November 1st, 2006 at 1:14 pm
OK, and this Times article from a year ago has “millions” of people signing up for Gmail. (Or Googlemail, as one should call it in the UK.)
Of course, Gmail will be optimised to scan the content (not just headers) of millions of messages and determine their spamminess from that. Compared to .Mac, which they’re probably just happy if it gets over.
My current count runs at 40 spams on .Mac and 3 on Gmail, while the proportion of “real” email coming in to both accounts is about 3:400. Gmail is streets ahead on spam, I reiterate.
November 5th, 2006 at 3:59 pm
You can call it GMail in the UK again. They did a deal with the people who complained that they owned the name.
GMail is an excellent spam filter. I use it to weed out junk that arrives through other addresses. It then forwards the genuine mail to my other POP accounts.
Maybe your Mac mail could run through a similar GMail filter. That would be instructive.
November 6th, 2006 at 3:43 pm
Thx Andy Miller for the .mac junk filtering advice. Like you Charles, I found it’s been getting increasingly annoying these past months.
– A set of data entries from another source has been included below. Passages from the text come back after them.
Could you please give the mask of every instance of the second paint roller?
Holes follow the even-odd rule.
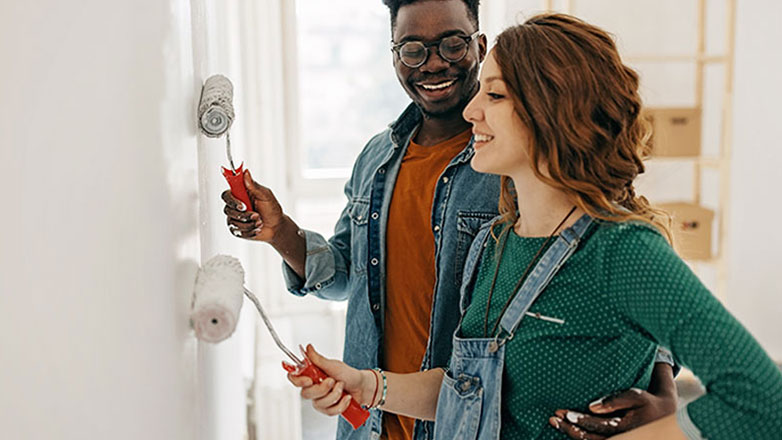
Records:
[[[233,84],[228,78],[223,75],[207,78],[198,102],[198,128],[204,135],[212,138],[219,138],[225,134],[225,151],[231,168],[223,167],[223,176],[231,187],[231,194],[241,200],[248,211],[252,211],[253,205],[244,186],[244,163],[236,168],[231,155],[229,130],[234,120],[233,95]]]
[[[324,381],[328,376],[320,368],[310,362],[306,356],[299,358],[283,344],[258,298],[244,287],[244,269],[239,260],[234,257],[217,255],[198,270],[190,314],[196,336],[212,343],[231,336],[239,319],[242,295],[252,301],[275,344],[294,363],[294,365],[286,365],[283,362],[283,368],[291,373],[307,376],[313,383]],[[353,426],[353,429],[357,429],[369,418],[369,411],[362,408],[355,400],[351,400],[342,417]]]

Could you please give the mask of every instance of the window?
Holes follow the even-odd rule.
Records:
[[[298,0],[296,25],[300,175],[347,177],[369,138],[408,103],[391,64],[388,9]]]

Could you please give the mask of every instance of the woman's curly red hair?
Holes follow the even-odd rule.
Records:
[[[640,220],[670,240],[669,217],[635,194],[651,126],[640,116],[639,76],[622,63],[611,36],[570,15],[546,13],[503,31],[494,55],[530,132],[537,177],[592,217]],[[518,218],[516,196],[503,177],[500,213],[510,224]]]

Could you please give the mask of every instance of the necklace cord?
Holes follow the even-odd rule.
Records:
[[[538,252],[535,253],[535,256],[532,257],[532,261],[527,265],[527,268],[524,270],[524,273],[521,275],[521,278],[519,278],[519,281],[516,282],[516,286],[511,291],[511,295],[508,297],[508,300],[505,301],[505,305],[502,307],[502,310],[500,311],[499,316],[497,317],[497,320],[494,322],[494,326],[492,327],[491,334],[495,334],[497,331],[497,327],[500,325],[500,321],[502,320],[502,316],[505,314],[505,312],[508,310],[508,307],[510,307],[511,302],[513,301],[513,298],[516,297],[516,294],[518,293],[519,289],[521,288],[522,283],[527,278],[527,275],[529,274],[530,270],[534,267],[535,263],[538,261],[538,257],[540,257],[540,254],[543,253],[543,250],[546,248],[546,246],[549,244],[552,238],[554,238],[554,235],[556,235],[557,231],[559,231],[559,228],[561,228],[567,219],[570,218],[571,215],[576,211],[576,207],[570,209],[570,211],[567,213],[565,218],[562,219],[561,222],[559,222],[559,225],[557,225],[556,228],[551,232],[551,235],[546,238],[546,241],[543,242],[543,244],[538,249]],[[489,309],[491,308],[491,298],[494,294],[494,287],[497,284],[497,275],[500,271],[500,262],[502,261],[502,255],[505,252],[505,245],[508,242],[507,236],[510,235],[510,228],[507,230],[507,234],[505,237],[500,236],[503,238],[503,241],[499,247],[499,255],[497,256],[497,264],[494,267],[494,276],[491,280],[491,287],[489,288],[489,298],[486,300],[486,314],[483,318],[483,337],[488,337],[488,332],[486,331],[489,326]]]

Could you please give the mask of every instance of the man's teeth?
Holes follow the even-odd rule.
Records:
[[[440,89],[444,89],[446,87],[450,87],[455,82],[456,82],[456,80],[452,79],[450,81],[446,81],[446,82],[440,83],[440,84],[421,84],[421,87],[423,87],[425,90],[440,90]]]
[[[475,142],[489,142],[492,139],[494,139],[494,136],[489,136],[488,134],[475,135]]]

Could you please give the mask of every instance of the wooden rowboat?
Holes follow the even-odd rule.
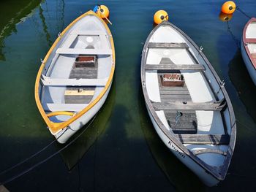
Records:
[[[143,50],[141,83],[152,123],[162,142],[203,183],[225,179],[236,124],[223,83],[201,49],[165,21]]]
[[[35,84],[38,109],[59,142],[64,143],[99,111],[114,70],[111,33],[94,12],[82,15],[60,34]]]
[[[256,18],[250,19],[244,26],[241,51],[245,66],[256,85]]]

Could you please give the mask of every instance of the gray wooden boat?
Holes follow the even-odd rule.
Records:
[[[234,112],[223,83],[195,42],[165,21],[143,50],[141,83],[165,145],[207,185],[226,176],[235,147]]]

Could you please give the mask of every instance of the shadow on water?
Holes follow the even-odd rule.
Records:
[[[16,24],[22,22],[41,2],[40,0],[10,0],[0,2],[0,61],[5,61],[4,39],[17,31]]]
[[[248,114],[256,123],[256,88],[245,66],[240,49],[229,64],[228,74]]]
[[[140,126],[151,155],[177,191],[202,191],[205,186],[165,145],[148,115],[142,90],[139,91]]]
[[[87,127],[90,121],[83,128],[80,128],[69,139],[69,142],[81,134],[81,132],[84,131],[84,128],[87,129],[75,142],[61,153],[62,159],[69,170],[72,169],[79,163],[80,160],[105,130],[113,109],[115,98],[116,85],[113,81],[105,103],[98,112],[95,119],[92,119],[94,121],[91,125]],[[62,148],[66,145],[57,144],[57,150]]]

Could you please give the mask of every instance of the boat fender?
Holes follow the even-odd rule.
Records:
[[[97,4],[94,7],[94,8],[92,10],[94,12],[97,13],[97,12],[98,11],[98,9],[99,9],[99,5]]]
[[[168,20],[169,16],[166,11],[159,10],[154,15],[154,23],[159,24],[164,20]]]
[[[219,15],[219,18],[222,21],[230,21],[232,19],[233,14],[227,14],[221,12]]]
[[[109,17],[109,9],[105,5],[99,5],[97,11],[97,15],[102,19],[108,18]]]
[[[227,14],[232,14],[236,8],[236,4],[232,1],[225,2],[222,7],[222,12]]]

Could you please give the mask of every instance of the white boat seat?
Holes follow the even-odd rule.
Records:
[[[88,35],[88,36],[98,36],[98,35],[107,35],[106,32],[103,31],[80,31],[73,30],[70,32],[72,35]]]
[[[55,79],[42,75],[41,82],[45,86],[102,86],[108,78],[105,79]]]
[[[152,102],[155,110],[222,110],[226,101],[222,99],[215,102],[194,103],[192,101]]]
[[[228,134],[176,134],[183,144],[228,145]]]
[[[146,70],[195,70],[195,71],[205,71],[204,66],[200,64],[192,65],[176,65],[176,64],[159,64],[145,66]]]
[[[148,48],[189,48],[185,42],[149,42],[148,45]]]
[[[80,112],[86,108],[89,104],[42,104],[45,111],[58,112],[69,111]]]
[[[112,55],[112,50],[59,48],[56,50],[56,53],[66,55]]]

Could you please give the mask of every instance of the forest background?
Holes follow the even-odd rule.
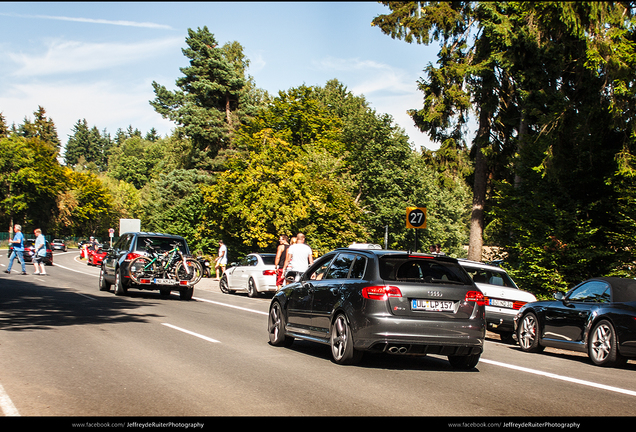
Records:
[[[139,218],[193,250],[222,239],[233,259],[297,232],[319,254],[386,230],[413,249],[405,211],[423,206],[418,249],[497,246],[540,297],[634,277],[636,2],[381,3],[370,21],[387,36],[439,44],[409,112],[439,150],[411,148],[335,79],[270,95],[238,41],[190,29],[177,89],[153,83],[169,136],[80,119],[62,148],[44,107],[19,125],[0,114],[0,224],[105,239]]]

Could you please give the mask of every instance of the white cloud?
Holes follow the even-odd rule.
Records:
[[[57,20],[57,21],[83,22],[83,23],[91,23],[91,24],[108,24],[108,25],[117,25],[117,26],[126,26],[126,27],[155,28],[155,29],[164,29],[164,30],[172,29],[172,27],[170,27],[169,25],[157,24],[157,23],[151,23],[151,22],[105,20],[105,19],[96,19],[96,18],[77,18],[77,17],[53,16],[53,15],[22,15],[22,14],[13,14],[13,13],[0,13],[0,15],[15,17],[15,18],[36,18],[36,19],[48,19],[48,20]]]
[[[55,39],[38,55],[5,52],[20,77],[78,73],[122,66],[155,57],[178,48],[182,38],[156,39],[137,43],[86,43]]]
[[[44,107],[53,119],[58,136],[66,143],[78,120],[86,119],[89,127],[97,126],[113,136],[117,129],[129,125],[142,133],[154,127],[160,135],[170,133],[174,124],[161,118],[150,106],[154,98],[150,82],[123,86],[112,81],[90,83],[56,82],[15,85],[11,93],[0,97],[0,107],[7,123],[21,124],[25,117],[33,118],[37,105]]]

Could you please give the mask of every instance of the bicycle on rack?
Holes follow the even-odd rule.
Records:
[[[128,270],[130,279],[139,285],[179,285],[190,287],[201,280],[203,269],[195,259],[187,257],[179,250],[179,244],[171,245],[172,249],[160,253],[146,240],[148,255],[133,259]],[[169,288],[166,289],[169,293]],[[163,290],[162,290],[163,292]]]

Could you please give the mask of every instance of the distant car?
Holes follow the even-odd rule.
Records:
[[[523,305],[537,301],[537,298],[520,290],[501,267],[464,259],[458,261],[484,293],[488,330],[499,334],[503,342],[514,343],[515,315]]]
[[[9,246],[9,255],[13,252],[13,245]],[[24,240],[24,253],[22,256],[24,257],[24,262],[33,262],[33,255],[35,254],[35,240],[27,239]],[[49,241],[46,241],[46,256],[44,257],[44,264],[53,265],[53,249],[51,249],[51,244]]]
[[[62,252],[66,252],[66,243],[61,239],[53,239],[51,242],[51,248],[53,250],[61,250]]]
[[[484,296],[450,257],[379,249],[336,249],[270,303],[269,342],[331,347],[337,364],[364,352],[438,354],[471,369],[484,349]]]
[[[149,281],[148,284],[132,282],[128,266],[133,259],[147,255],[146,241],[149,241],[159,253],[167,252],[173,248],[173,245],[177,244],[181,252],[190,255],[188,243],[178,235],[151,232],[123,233],[113,247],[107,249],[106,256],[102,260],[99,289],[108,291],[110,286],[114,285],[116,295],[126,294],[128,288],[159,290],[163,295],[169,295],[172,290],[178,290],[182,300],[191,300],[194,292],[192,285],[167,284],[171,282],[168,280],[162,280],[161,283]]]
[[[224,293],[247,291],[250,297],[276,291],[276,254],[251,253],[225,270],[219,283]]]
[[[586,352],[599,366],[636,358],[636,280],[593,278],[554,297],[519,310],[515,328],[522,351]]]
[[[102,245],[99,245],[95,250],[86,251],[86,264],[92,266],[100,266],[102,265],[102,261],[106,256],[107,252],[102,249]]]

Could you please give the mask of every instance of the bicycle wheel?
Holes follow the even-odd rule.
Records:
[[[156,267],[157,263],[152,262],[150,258],[145,256],[137,257],[128,265],[130,280],[136,284],[140,284],[141,279],[153,278]]]
[[[178,281],[187,281],[188,285],[194,285],[201,280],[203,267],[201,267],[199,261],[194,258],[186,258],[185,263],[185,266],[183,265],[183,261],[177,263],[174,269],[175,277]]]

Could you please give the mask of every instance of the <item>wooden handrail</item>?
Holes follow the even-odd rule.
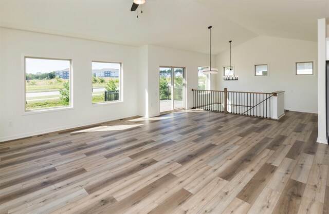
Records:
[[[193,88],[192,89],[192,91],[220,91],[220,92],[224,92],[224,91],[217,91],[216,90],[200,90],[200,89],[193,89]]]
[[[192,91],[220,91],[220,92],[225,92],[225,89],[224,91],[218,91],[217,90],[199,90],[199,89],[193,89],[193,88],[192,89]],[[254,94],[271,94],[271,95],[275,95],[275,94],[277,93],[277,92],[272,92],[272,93],[268,93],[268,92],[249,92],[249,91],[227,91],[227,92],[232,92],[232,93],[254,93]]]

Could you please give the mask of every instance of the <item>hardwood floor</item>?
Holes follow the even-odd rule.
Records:
[[[0,144],[0,213],[329,214],[317,115],[190,110]]]

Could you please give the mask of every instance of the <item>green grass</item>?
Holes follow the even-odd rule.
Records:
[[[56,107],[64,106],[60,99],[47,100],[43,101],[30,101],[27,102],[25,105],[25,109],[35,110],[41,109],[46,108],[52,108]]]
[[[93,96],[92,102],[93,103],[101,103],[104,102],[104,94],[101,94],[100,95],[95,95]]]
[[[104,79],[105,80],[105,83],[93,83],[93,88],[105,88],[105,86],[106,85],[106,83],[110,80],[113,80],[114,81],[116,81],[116,80],[118,80],[119,78],[117,77],[115,77],[115,78],[113,78],[113,77],[102,77],[103,79]],[[116,85],[117,85],[117,86],[119,86],[119,83],[116,83]]]
[[[26,93],[40,92],[45,91],[59,91],[64,88],[63,84],[69,80],[32,80],[25,81],[25,91]],[[34,83],[34,84],[33,84]]]
[[[60,95],[49,95],[49,96],[33,96],[32,98],[26,98],[26,100],[35,100],[35,99],[45,99],[47,98],[56,98],[59,99]]]
[[[103,78],[105,79],[105,82],[103,83],[93,83],[93,88],[105,88],[106,83],[107,83],[109,80],[112,79],[115,81],[118,80],[118,78],[117,77]],[[56,79],[53,79],[52,80],[31,80],[29,81],[29,83],[25,81],[25,90],[26,93],[59,91],[60,89],[64,88],[63,84],[65,82],[69,81],[69,80],[59,79],[59,80],[57,80]],[[116,84],[117,86],[119,86],[119,83]]]

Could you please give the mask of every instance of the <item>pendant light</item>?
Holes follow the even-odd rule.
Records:
[[[134,0],[134,3],[136,5],[142,5],[145,3],[145,0]]]
[[[203,72],[205,74],[211,74],[212,73],[216,74],[218,73],[218,69],[217,68],[211,68],[211,28],[212,26],[209,26],[208,29],[209,29],[209,67],[205,68],[203,70]]]
[[[225,71],[224,70],[224,76],[223,77],[224,80],[237,80],[239,76],[235,76],[234,72],[232,70],[232,64],[231,64],[232,61],[232,54],[231,52],[231,43],[232,43],[232,40],[229,41],[229,43],[230,43],[230,71],[227,75],[226,75],[225,73]]]

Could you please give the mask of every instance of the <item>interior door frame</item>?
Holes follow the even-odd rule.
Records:
[[[160,114],[164,114],[164,113],[169,113],[169,112],[173,112],[173,111],[177,111],[177,110],[179,110],[179,109],[185,109],[186,108],[186,94],[185,92],[186,91],[186,67],[181,67],[181,66],[159,66],[159,68],[158,70],[158,88],[159,89],[160,88],[160,84],[159,84],[159,82],[160,82],[160,75],[159,75],[159,72],[160,72],[160,68],[171,68],[171,92],[172,93],[172,98],[171,98],[171,105],[172,105],[172,109],[171,110],[169,110],[168,111],[160,111],[160,108],[161,108],[161,106],[160,106],[160,94],[159,94],[159,96],[158,96],[158,101],[159,101],[159,112],[160,113]],[[175,68],[180,68],[182,69],[183,70],[183,88],[182,88],[182,95],[183,95],[183,100],[182,100],[182,104],[183,104],[183,107],[181,108],[179,108],[178,109],[175,109],[175,102],[174,102],[174,95],[173,96],[174,93],[174,69]]]

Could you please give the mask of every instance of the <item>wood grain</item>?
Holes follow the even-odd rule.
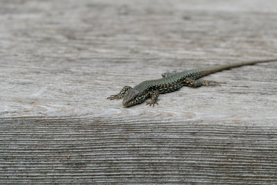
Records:
[[[168,71],[277,58],[275,1],[2,1],[0,184],[276,184],[277,62],[155,107]]]

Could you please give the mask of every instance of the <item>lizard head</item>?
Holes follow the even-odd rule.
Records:
[[[147,96],[143,92],[132,89],[124,94],[122,104],[125,107],[130,107],[143,103],[147,98]]]

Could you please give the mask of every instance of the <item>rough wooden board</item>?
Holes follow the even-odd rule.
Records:
[[[105,98],[182,70],[277,58],[275,1],[1,1],[0,183],[275,184],[277,62],[154,108]]]

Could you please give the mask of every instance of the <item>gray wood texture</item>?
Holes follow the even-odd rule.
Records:
[[[276,1],[0,1],[0,184],[276,184],[277,62],[124,108],[167,71],[277,58]]]

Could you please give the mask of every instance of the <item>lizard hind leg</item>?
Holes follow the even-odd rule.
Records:
[[[157,103],[158,97],[159,97],[159,91],[156,90],[156,91],[151,91],[150,94],[150,96],[151,100],[147,101],[146,105],[149,105],[150,106],[153,105],[153,107],[155,105],[155,104],[159,105]]]
[[[184,80],[184,85],[188,86],[190,87],[199,87],[201,86],[217,86],[220,85],[220,82],[213,82],[213,81],[206,81],[203,80],[193,80],[189,78],[186,78]]]
[[[125,94],[125,93],[127,93],[127,91],[129,91],[132,89],[132,88],[129,86],[124,86],[124,87],[118,94],[111,95],[111,96],[107,98],[107,99],[109,99],[111,100],[121,99],[122,98],[123,98],[124,94]]]

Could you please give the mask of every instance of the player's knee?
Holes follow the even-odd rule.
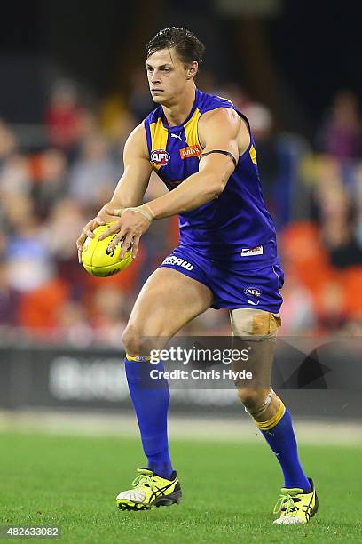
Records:
[[[238,388],[238,396],[248,411],[254,411],[261,406],[268,395],[270,388]]]
[[[124,349],[132,357],[140,355],[140,332],[133,325],[127,325],[122,337]]]

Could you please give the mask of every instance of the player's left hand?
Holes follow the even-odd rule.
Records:
[[[132,248],[132,257],[135,259],[138,251],[139,239],[148,229],[151,220],[142,213],[128,208],[125,210],[107,209],[106,212],[114,217],[120,215],[121,217],[99,236],[99,240],[104,240],[114,233],[118,233],[109,244],[109,250],[112,251],[118,244],[121,244],[121,259],[123,259],[126,252],[130,251],[130,248]]]

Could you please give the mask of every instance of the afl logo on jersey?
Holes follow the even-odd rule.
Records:
[[[151,163],[157,164],[157,166],[164,166],[169,163],[169,153],[165,149],[154,149],[151,152]]]

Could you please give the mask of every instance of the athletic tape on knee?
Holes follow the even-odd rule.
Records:
[[[259,341],[276,336],[281,325],[279,314],[256,308],[242,308],[230,312],[233,336]]]
[[[265,400],[264,401],[263,404],[261,406],[259,406],[258,408],[256,408],[255,410],[248,410],[247,407],[245,407],[245,412],[247,413],[248,413],[249,415],[251,415],[252,418],[258,418],[261,415],[264,414],[264,412],[267,410],[267,408],[269,407],[272,397],[274,396],[275,393],[274,391],[272,389],[269,391]]]
[[[284,405],[283,401],[281,399],[279,399],[279,401],[280,401],[280,404],[279,405],[279,408],[276,413],[270,420],[267,420],[266,421],[256,421],[256,420],[254,420],[256,427],[258,427],[260,430],[269,431],[273,427],[278,425],[278,423],[280,421],[281,418],[285,414],[286,407]]]

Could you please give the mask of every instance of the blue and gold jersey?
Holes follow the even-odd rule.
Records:
[[[167,125],[161,106],[151,112],[145,119],[151,165],[169,190],[196,173],[202,153],[198,122],[217,108],[231,108],[245,119],[250,144],[218,198],[179,214],[180,246],[240,269],[275,264],[275,228],[263,200],[254,139],[248,119],[230,100],[196,89],[192,110],[178,126]]]

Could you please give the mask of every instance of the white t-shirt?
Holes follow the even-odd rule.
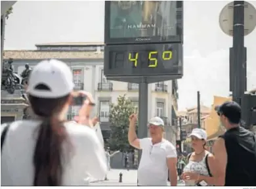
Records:
[[[40,123],[26,120],[10,125],[1,154],[2,186],[33,186],[33,156]],[[72,150],[66,154],[70,156],[63,157],[61,185],[84,186],[89,184],[91,178],[104,179],[107,173],[105,152],[95,131],[76,123],[66,123],[64,126]],[[64,152],[70,149],[65,142],[62,147]]]
[[[153,145],[150,138],[140,139],[140,146],[142,153],[138,169],[138,184],[167,186],[167,158],[177,158],[175,147],[163,138]]]

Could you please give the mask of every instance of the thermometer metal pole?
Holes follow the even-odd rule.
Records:
[[[148,137],[148,85],[146,78],[142,77],[139,86],[139,138]],[[139,164],[140,161],[141,153],[142,150],[140,150],[138,157]]]

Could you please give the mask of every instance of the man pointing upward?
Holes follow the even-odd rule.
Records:
[[[159,117],[151,119],[148,127],[151,137],[144,138],[137,138],[137,121],[136,114],[129,117],[128,140],[130,145],[142,150],[138,169],[138,186],[167,186],[168,173],[171,185],[177,186],[177,152],[173,144],[163,138],[163,119]]]

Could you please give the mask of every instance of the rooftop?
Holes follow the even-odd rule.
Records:
[[[103,52],[41,51],[32,50],[4,51],[4,59],[16,60],[56,59],[103,59]]]
[[[103,42],[60,42],[35,44],[35,46],[96,46],[104,45]]]

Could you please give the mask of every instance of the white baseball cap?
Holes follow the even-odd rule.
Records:
[[[40,84],[45,85],[50,90],[37,89]],[[74,87],[70,68],[61,61],[51,59],[43,60],[33,69],[28,93],[36,97],[56,98],[68,95]]]
[[[194,129],[190,135],[189,135],[188,137],[192,136],[194,136],[199,139],[203,139],[207,140],[207,134],[206,131],[202,129],[196,128]]]
[[[151,118],[150,120],[148,122],[149,124],[152,124],[154,125],[158,125],[158,126],[164,126],[164,123],[163,119],[161,119],[159,117],[155,117],[153,118]]]

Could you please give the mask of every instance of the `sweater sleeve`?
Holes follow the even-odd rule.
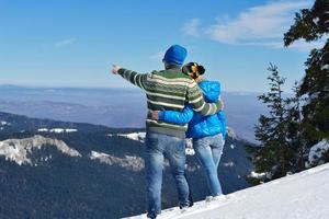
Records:
[[[164,120],[166,123],[185,125],[193,117],[193,111],[190,106],[185,106],[183,112],[178,111],[160,111],[159,120]]]
[[[222,103],[206,103],[203,93],[195,81],[191,82],[188,87],[186,101],[192,106],[193,111],[201,115],[214,115],[222,110]]]
[[[140,89],[145,90],[148,73],[137,73],[136,71],[127,70],[124,68],[118,69],[117,72],[120,76],[122,76],[124,79],[126,79],[134,85],[137,85]]]

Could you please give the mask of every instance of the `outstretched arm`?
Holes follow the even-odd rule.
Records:
[[[178,111],[160,111],[158,113],[158,119],[167,123],[185,125],[193,117],[193,111],[190,106],[185,106],[182,112]]]
[[[192,82],[189,85],[186,100],[189,104],[191,104],[193,111],[204,116],[214,115],[223,108],[222,101],[218,101],[217,103],[206,103],[196,82]]]
[[[145,82],[147,80],[148,74],[147,73],[137,73],[136,71],[127,70],[124,68],[121,68],[117,65],[113,65],[112,73],[120,74],[134,85],[137,85],[145,90]]]

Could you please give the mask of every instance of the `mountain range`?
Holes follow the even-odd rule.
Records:
[[[0,113],[0,218],[121,218],[145,212],[143,128],[31,118]],[[225,194],[250,185],[245,141],[230,132],[218,169]],[[207,186],[186,149],[194,200]],[[177,206],[168,163],[163,208]]]
[[[260,93],[223,92],[227,124],[251,142],[254,124],[266,108]],[[109,127],[143,128],[146,97],[137,89],[25,88],[0,85],[0,112]]]

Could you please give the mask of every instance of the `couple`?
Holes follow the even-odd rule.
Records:
[[[201,162],[211,195],[222,195],[217,176],[224,137],[225,117],[218,101],[218,82],[201,81],[204,68],[197,64],[182,65],[188,51],[171,46],[162,59],[164,70],[139,74],[114,65],[112,72],[141,88],[147,95],[146,178],[147,217],[161,212],[161,184],[164,155],[175,181],[179,206],[186,208],[189,184],[184,175],[185,136],[193,138],[193,147]],[[188,131],[188,132],[186,132]]]

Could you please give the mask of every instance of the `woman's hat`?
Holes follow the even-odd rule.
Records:
[[[196,62],[189,62],[183,66],[182,71],[183,73],[191,76],[193,79],[197,79],[205,72],[205,69]]]

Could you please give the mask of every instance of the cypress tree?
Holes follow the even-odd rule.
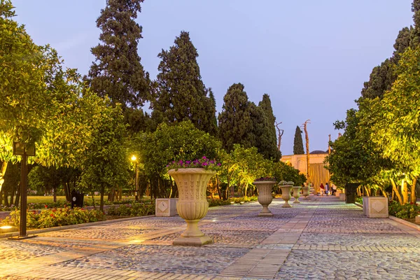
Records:
[[[241,83],[234,83],[229,88],[218,115],[219,138],[227,151],[232,150],[235,144],[245,148],[255,146],[250,102],[244,89]]]
[[[267,94],[262,95],[262,100],[258,104],[258,107],[260,108],[261,113],[264,117],[261,134],[257,134],[254,131],[257,138],[258,152],[267,159],[279,161],[281,154],[277,150],[277,137],[275,127],[276,117],[273,113],[271,100]]]
[[[293,155],[304,155],[303,140],[302,140],[302,130],[296,126],[295,139],[293,141]]]
[[[414,13],[414,27],[404,27],[400,30],[393,46],[395,50],[392,57],[373,69],[369,81],[363,84],[362,98],[382,98],[397,78],[393,69],[400,60],[400,55],[409,46],[416,48],[420,44],[420,0],[413,1],[412,11]]]
[[[420,44],[420,0],[414,0],[412,4],[412,12],[414,27],[412,29],[410,36],[410,46],[415,48]]]
[[[97,27],[102,30],[98,46],[91,49],[95,57],[85,76],[99,96],[108,95],[122,108],[143,106],[149,96],[149,76],[137,53],[142,27],[134,19],[144,0],[107,0]]]
[[[216,134],[214,97],[202,80],[197,62],[198,52],[188,32],[181,31],[169,50],[158,55],[159,64],[155,99],[152,101],[154,115],[162,121],[190,120],[197,128]]]

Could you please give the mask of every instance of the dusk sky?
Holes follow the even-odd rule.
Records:
[[[158,54],[189,31],[218,112],[228,87],[241,83],[257,104],[270,95],[283,122],[283,155],[293,153],[296,125],[307,119],[310,150],[326,150],[328,134],[337,136],[332,123],[355,107],[372,69],[392,55],[398,31],[412,24],[412,1],[146,0],[136,20],[144,37],[139,54],[155,78]],[[36,43],[50,44],[67,66],[88,73],[105,1],[13,3],[15,20]]]

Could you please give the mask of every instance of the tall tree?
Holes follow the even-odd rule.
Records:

I remember being pleased enough with .mac around three or four years ago - no junk - to start using it for all work related email. Now, I feel I may have made a mistake.
The problem is changing email addresses when your current one is pretty much crucial for work. I hate those please update your address book emails. How many editors are likely to bother updating address books etc.